Dans le désert d’Abou Dabi, au cœur d’un paysage où passé et avenir se confondent, un vaisseau d’acier et de lumière émergera en décembre 2025. Plus qu’un musée, le Zayed National Museum est une promesse : celle d’un lieu habité par la mémoire, le rêve, et la vision d’un homme, cheikh Zayed bin Sultan Al Nahyan, père fondateur des Émirats arabes unis.
Ce lieu manifeste, tout en verticalité symbolique, s’élèvera bientôt sur l’île de Saadiyat, devenant le nouveau cœur battant de l’ambition culturelle émirienne. Confiée au cabinet Foster + Partners, l’architecture du musée convoque la force du mythe et la précision de l’ingénierie. Cinq tours inclinées, en acier finement ciselé, tranchent le ciel comme autant d’ailes figées en plein vol. Hommage manifeste à la fauconnerie, art ancestral et passion intime de cheikh Zayed, ces structures ne relèvent pas uniquement du geste symbolique : elles agissent comme cheminées thermiques, générant une ventilation naturelle dans ce temple érigé au seuil du désert.
L’ensemble architectural repose sur une colline artificielle qui résume la topographie émirienne ; non pas un caprice paysager, mais un socle narratif. Le visiteur y descend, littéralement, avant de remonter vers la lumière. Ce parcours vertical, entre intériorité et élévation, épouse une dramaturgie spatiale : il s’agit d’entrer dans l’histoire, de s’enfoncer dans la mémoire d’un peuple pour mieux réapparaître dans l’élan du présent.
À l’intérieur, le silence résonne des pas de l’humanité, de ses tâtonnements premiers jusqu’aux architectures de la foi et de la coexistence. Six galeries permanentes, organisées comme autant de chapitres, retracent 300 000 ans d’histoire sur le territoire émirien. Les pièces maîtresses s’y dévoilent avec une retenue majestueuse : le Coran bleu, manuscrit rare de la calligraphie islamique, d’une intensité saisissante ; la perle d’Abou Dabi, vieille de près de 8 000 ans, minuscule mais infiniment précieuse ; ou encore une réplique d’un navire de l’âge de bronze, vestige d’un commerce maritime dont la mémoire palpite encore sous les flots.
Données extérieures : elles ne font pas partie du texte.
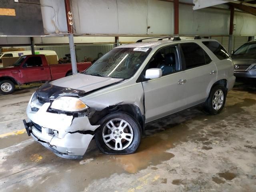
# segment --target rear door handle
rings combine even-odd
[[[179,81],[177,82],[178,85],[183,85],[184,83],[186,83],[187,80],[185,79],[184,80],[180,80]]]
[[[212,70],[210,72],[210,74],[211,75],[212,75],[212,74],[215,74],[215,73],[216,73],[216,71]]]

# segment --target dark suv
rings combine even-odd
[[[235,76],[256,78],[256,41],[244,44],[233,53],[231,57]]]

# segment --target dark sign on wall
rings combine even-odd
[[[0,35],[44,35],[40,0],[18,1],[0,0]]]

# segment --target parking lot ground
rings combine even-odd
[[[0,96],[0,191],[256,191],[255,86],[237,84],[219,114],[198,106],[148,124],[134,154],[102,154],[93,140],[81,160],[22,132],[36,89]]]

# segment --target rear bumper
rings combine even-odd
[[[234,75],[237,77],[256,78],[256,70],[250,70],[246,72],[234,72]]]

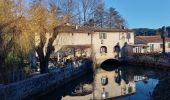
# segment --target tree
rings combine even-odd
[[[99,27],[103,27],[104,21],[105,21],[105,9],[104,9],[104,3],[100,3],[97,5],[95,11],[94,11],[94,19]]]
[[[40,61],[40,72],[48,72],[48,62],[50,54],[54,51],[53,42],[56,39],[57,33],[57,7],[50,4],[47,9],[42,1],[35,1],[31,7],[31,29],[38,37],[36,41],[36,52]],[[47,34],[51,33],[49,37]]]
[[[115,10],[115,8],[110,7],[109,11],[107,13],[107,27],[109,28],[115,28],[115,16],[118,15],[118,12]]]

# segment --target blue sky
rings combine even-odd
[[[114,7],[129,28],[170,26],[170,0],[104,0],[105,7]]]

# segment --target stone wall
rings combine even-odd
[[[162,57],[151,56],[129,56],[126,59],[128,64],[150,66],[156,68],[170,69],[170,60]]]
[[[80,77],[89,71],[90,62],[81,66],[67,65],[50,73],[40,74],[24,81],[9,85],[0,85],[0,100],[20,100],[35,95],[41,95]]]

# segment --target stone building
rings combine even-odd
[[[135,53],[162,52],[163,42],[161,36],[136,36]],[[165,38],[165,50],[170,52],[170,38]]]

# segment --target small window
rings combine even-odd
[[[90,35],[90,33],[88,33],[88,36]]]
[[[106,39],[107,38],[106,33],[99,33],[99,38]]]
[[[163,48],[163,44],[160,44],[160,48]]]
[[[168,43],[168,48],[170,48],[170,43]]]
[[[101,44],[104,44],[104,41],[103,41],[103,40],[101,40]]]
[[[151,52],[154,51],[154,44],[150,45]]]
[[[100,47],[100,53],[107,53],[107,47],[106,46]]]

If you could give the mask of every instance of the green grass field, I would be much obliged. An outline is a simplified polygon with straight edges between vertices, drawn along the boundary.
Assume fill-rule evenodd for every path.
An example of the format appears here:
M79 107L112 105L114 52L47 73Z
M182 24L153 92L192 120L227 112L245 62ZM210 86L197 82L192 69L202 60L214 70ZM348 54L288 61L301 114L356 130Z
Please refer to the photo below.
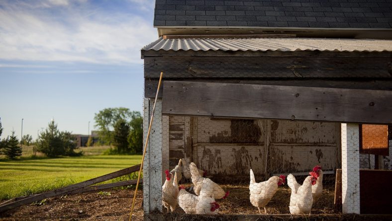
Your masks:
M88 155L57 158L1 159L0 200L41 193L87 180L138 164L141 158L140 155ZM131 176L128 178L135 176ZM116 181L123 179L127 177L119 178Z

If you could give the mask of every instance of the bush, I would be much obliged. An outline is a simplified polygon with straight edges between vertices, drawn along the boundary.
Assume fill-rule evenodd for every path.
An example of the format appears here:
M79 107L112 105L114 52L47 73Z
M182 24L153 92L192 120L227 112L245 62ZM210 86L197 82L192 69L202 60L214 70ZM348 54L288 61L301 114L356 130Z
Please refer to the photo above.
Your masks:
M76 149L76 138L71 133L60 132L54 121L51 121L45 131L41 133L37 142L38 150L49 157L78 156L82 152L75 152Z
M3 144L4 146L3 153L9 159L14 159L17 156L22 155L22 147L19 146L19 141L15 135L15 131L12 131L12 134L7 139Z

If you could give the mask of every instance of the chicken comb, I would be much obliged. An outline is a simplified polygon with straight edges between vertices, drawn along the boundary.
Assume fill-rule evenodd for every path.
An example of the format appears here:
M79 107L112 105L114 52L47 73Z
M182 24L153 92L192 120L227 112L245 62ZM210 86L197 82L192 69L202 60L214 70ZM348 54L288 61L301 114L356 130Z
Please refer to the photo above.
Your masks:
M230 193L230 191L227 191L227 192L226 192L226 193L224 194L224 196L223 196L223 197L222 197L222 199L226 199L226 197L229 196L229 193Z
M316 166L315 166L314 167L313 167L313 172L317 172L317 170L318 170L319 169L321 169L321 166L320 166L319 165L317 165Z
M314 172L314 171L309 172L309 175L315 178L316 179L318 178L318 173L317 173L316 172Z
M279 176L279 177L282 178L282 179L283 180L283 182L282 182L282 183L285 183L286 182L286 176L285 176L284 175L282 174L282 175L281 175L280 176Z

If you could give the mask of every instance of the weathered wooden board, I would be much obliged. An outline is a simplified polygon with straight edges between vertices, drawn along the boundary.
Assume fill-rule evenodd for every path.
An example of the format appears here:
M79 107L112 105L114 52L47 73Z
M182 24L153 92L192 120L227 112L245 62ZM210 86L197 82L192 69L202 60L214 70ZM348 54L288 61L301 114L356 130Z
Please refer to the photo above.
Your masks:
M197 154L196 162L207 175L249 175L251 168L257 174L265 171L263 146L203 144L196 145L194 149Z
M390 58L152 57L144 76L176 77L391 77Z
M334 210L336 213L342 212L342 169L336 169L335 179L335 199Z
M277 79L249 80L240 78L180 78L177 80L211 82L229 83L244 83L282 86L295 86L315 87L330 87L347 89L364 89L369 90L392 90L392 78L375 80L374 79L351 78L348 79L310 79L306 78L281 78ZM155 98L158 87L158 79L146 79L144 84L144 97ZM162 82L164 84L165 81ZM163 87L161 87L158 97L162 97Z
M392 123L392 91L166 81L162 114Z
M271 142L284 144L334 144L340 124L329 122L272 120Z
M336 168L336 144L274 144L270 146L268 160L272 172L308 171L316 165L323 170Z

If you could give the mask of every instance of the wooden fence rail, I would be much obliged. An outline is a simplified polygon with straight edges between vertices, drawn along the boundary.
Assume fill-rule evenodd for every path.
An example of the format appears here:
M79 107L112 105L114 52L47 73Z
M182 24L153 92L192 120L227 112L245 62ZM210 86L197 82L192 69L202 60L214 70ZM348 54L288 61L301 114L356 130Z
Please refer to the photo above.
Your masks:
M99 188L98 187L99 186L100 186L100 188L101 189L107 189L108 188L109 188L109 187L107 187L107 186L113 186L113 184L103 184L102 185L99 185L97 187L89 187L89 186L90 186L93 184L95 184L96 183L100 183L101 182L108 180L113 179L114 178L118 177L119 176L123 176L126 174L129 174L134 172L138 171L140 168L140 164L136 165L133 166L131 166L130 167L126 168L125 169L123 169L120 170L113 172L112 173L110 173L106 175L100 176L98 177L96 177L88 180L86 180L85 181L81 182L80 183L73 184L68 186L51 190L50 191L48 191L41 194L37 194L35 195L32 196L31 197L29 197L27 198L22 198L22 199L20 199L19 200L15 200L14 201L12 201L9 202L9 203L7 203L5 205L4 205L4 204L2 204L1 206L0 206L0 213L1 213L4 211L6 211L15 208L20 206L31 203L35 201L42 200L43 200L44 199L46 199L50 197L53 197L56 196L63 195L65 194L68 194L69 193L72 193L73 192L74 192L74 193L82 193L83 192L85 192L84 191L86 191L86 190L87 190L87 191L93 191L95 190L98 190L98 189L97 188ZM126 185L131 185L132 184L136 183L136 182L134 183L134 182L131 182L133 181L130 180L128 181L128 183L126 183L125 181L123 181L122 184L123 184L126 183L130 183L130 184L126 184ZM137 182L137 181L135 181L135 182ZM117 185L119 185L119 184L117 184ZM123 186L123 185L122 185ZM115 187L115 186L112 186L112 187ZM78 190L81 189L84 189L84 191L82 192L78 191Z

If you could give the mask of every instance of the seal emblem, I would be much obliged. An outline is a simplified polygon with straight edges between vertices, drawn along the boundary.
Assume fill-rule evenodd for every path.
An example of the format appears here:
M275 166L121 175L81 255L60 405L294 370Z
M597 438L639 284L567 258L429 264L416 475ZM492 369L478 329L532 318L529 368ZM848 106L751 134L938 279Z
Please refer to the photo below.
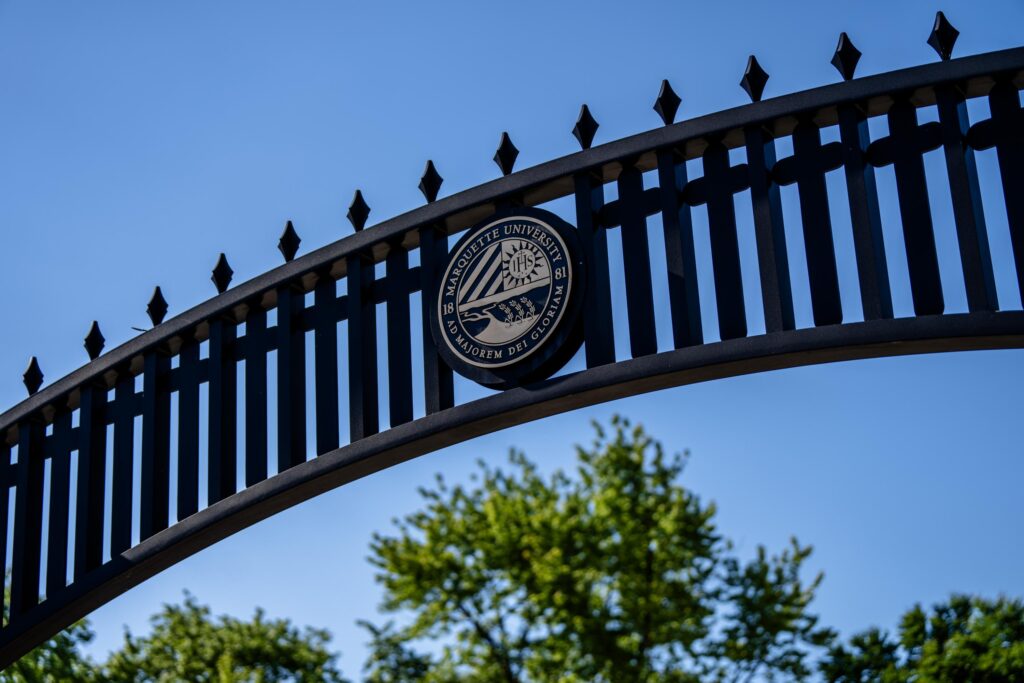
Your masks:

Mais ce musée ne se contente pas de montrer : il inspire, immerge, interroge. Loin du dispositif muséal figé, les objets dialoguent avec des installations numériques, des espaces de médiation vivante, des programmes éducatifs qui sondent le rapport à la nature, à la transmission, à la fédération. L’héritage de cheikh Zayed s’y lit non comme un ensemble d’archives, mais comme un appel.
Au-delà des galeries, le musée est aussi un lieu de vie, pensé comme un majlis contemporain, cet espace d’hospitalité et de parole typiquement bédouin. Cafés, librairie, restaurant, auditorium, espaces de performance : tout est conçu pour favoriser la rencontre, la circulation, la pensée partagée.
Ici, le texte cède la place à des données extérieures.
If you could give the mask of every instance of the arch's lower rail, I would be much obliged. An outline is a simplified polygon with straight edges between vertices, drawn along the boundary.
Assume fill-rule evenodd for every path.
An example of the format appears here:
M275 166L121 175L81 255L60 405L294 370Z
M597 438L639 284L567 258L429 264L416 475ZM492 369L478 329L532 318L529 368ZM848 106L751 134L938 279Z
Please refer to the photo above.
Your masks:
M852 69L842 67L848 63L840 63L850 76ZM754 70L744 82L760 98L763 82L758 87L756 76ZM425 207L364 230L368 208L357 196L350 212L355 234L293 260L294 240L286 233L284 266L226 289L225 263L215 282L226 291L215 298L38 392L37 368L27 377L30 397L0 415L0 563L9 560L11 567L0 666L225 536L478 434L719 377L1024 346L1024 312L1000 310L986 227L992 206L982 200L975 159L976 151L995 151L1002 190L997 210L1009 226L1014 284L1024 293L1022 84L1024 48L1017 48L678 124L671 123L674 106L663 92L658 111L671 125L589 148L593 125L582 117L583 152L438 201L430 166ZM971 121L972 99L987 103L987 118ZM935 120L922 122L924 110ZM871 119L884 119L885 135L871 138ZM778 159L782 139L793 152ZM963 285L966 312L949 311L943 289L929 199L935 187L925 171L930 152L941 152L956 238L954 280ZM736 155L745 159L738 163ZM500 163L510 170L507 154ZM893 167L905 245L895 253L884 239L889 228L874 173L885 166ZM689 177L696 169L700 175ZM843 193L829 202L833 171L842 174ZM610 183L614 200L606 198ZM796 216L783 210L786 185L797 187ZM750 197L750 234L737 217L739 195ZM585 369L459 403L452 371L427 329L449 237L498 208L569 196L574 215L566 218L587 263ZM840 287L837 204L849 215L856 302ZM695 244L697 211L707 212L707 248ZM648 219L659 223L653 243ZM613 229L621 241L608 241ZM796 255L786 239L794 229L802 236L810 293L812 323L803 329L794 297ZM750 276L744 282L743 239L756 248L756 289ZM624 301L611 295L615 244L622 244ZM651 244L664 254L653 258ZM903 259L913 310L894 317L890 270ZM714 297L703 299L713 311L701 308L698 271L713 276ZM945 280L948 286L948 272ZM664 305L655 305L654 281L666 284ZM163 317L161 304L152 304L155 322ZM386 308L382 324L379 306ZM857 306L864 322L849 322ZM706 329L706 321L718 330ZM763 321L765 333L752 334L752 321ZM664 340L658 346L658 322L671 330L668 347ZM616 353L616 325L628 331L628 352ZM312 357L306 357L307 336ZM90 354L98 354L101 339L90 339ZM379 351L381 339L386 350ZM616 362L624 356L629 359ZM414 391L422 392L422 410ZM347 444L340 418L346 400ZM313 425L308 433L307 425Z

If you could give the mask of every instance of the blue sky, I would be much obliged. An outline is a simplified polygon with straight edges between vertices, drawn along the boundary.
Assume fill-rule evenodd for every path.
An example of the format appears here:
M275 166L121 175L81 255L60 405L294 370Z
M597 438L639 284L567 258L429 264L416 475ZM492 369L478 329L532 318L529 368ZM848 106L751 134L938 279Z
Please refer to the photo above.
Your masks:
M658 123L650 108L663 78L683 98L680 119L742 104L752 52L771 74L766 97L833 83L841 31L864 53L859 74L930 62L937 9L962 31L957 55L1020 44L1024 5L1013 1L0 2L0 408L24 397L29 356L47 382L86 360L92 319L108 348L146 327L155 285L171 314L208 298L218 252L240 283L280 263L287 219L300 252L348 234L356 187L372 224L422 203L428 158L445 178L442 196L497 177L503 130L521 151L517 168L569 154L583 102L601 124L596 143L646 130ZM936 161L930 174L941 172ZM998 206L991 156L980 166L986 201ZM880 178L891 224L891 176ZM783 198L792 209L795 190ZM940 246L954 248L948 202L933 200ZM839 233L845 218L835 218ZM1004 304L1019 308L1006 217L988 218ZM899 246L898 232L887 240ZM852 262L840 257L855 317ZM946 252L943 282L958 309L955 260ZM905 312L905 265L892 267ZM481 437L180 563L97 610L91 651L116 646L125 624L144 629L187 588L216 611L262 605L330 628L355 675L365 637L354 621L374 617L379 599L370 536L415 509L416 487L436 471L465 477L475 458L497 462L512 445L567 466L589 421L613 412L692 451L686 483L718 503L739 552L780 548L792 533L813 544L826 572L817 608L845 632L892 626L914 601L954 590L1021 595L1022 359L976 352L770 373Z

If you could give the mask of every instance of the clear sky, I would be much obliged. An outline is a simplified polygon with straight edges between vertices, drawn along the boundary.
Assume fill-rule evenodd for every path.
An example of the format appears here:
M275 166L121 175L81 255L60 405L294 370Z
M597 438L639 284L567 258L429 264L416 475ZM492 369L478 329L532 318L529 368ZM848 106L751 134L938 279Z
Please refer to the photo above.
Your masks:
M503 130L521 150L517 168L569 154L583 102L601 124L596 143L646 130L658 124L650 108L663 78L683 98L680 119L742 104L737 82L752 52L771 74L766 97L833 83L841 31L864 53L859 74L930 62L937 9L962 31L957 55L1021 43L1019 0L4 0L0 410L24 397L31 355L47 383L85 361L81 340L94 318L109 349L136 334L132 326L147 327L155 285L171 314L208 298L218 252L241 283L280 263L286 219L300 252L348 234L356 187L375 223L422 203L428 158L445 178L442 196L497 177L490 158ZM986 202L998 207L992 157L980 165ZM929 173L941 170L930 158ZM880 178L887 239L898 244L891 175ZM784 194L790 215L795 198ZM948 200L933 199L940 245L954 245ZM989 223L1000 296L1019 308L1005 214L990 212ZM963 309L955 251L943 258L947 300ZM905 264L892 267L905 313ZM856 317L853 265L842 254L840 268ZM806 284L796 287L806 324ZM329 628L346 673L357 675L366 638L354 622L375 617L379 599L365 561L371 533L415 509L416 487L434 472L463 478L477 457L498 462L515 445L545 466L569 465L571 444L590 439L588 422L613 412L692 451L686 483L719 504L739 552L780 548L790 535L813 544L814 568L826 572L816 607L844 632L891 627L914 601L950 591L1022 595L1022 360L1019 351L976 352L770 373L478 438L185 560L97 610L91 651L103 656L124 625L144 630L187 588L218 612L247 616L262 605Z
À l’extérieur, le jardin Al Masar, oasis végétale bordée de plantes indigènes et de sculptures animalières, prolonge cette philosophie du lien. Entre les dunes reconstituées, un falaj (système d’irrigation traditionnel) interactif murmure la nécessité d’une connexion renouvelée entre nature et culture. Le lieu n’est pas seulement un sanctuaire du passé, mais un écosystème vivant où se rejouent les équilibres à inventer.
À quelques encablures du Louvre Abu Dhabi, du futur Guggenheim, et du Natural History Museum, le Zayed National Museum s’inscrit dans un maillage culturel sans précédent. Plus qu’un joyau architectural, il devient le pivot d’un projet civilisationnel : faire des Émirats un acteur majeur de la diplomatie culturelle du XXIᵉ siècle.
Mohamed Khalifa Al Mubarak, ministre de la Culture et du Tourisme, parle du musée comme d’« un phare identitaire ». Et c’est bien cela que l’on devine dans cette verticalité offerte au ciel : un appel au dépassement, une écriture dans l’espace du souvenir collectif.
L’ouverture de cette institution en décembre 2025 ne sera pas simplement un événement muséal, mais marquera aussi un seuil entre mémoire et avenir pour une région qui se projette dans le monde avec audace et dignité. Le Zayed National Museum ne sera pas un musée comme les autres : il sera un lieu de récit, de rencontre, de mémoire active. Un lieu où le passé n’est pas relégué à l’arrière-plan, mais inspire pleinement l’avenir.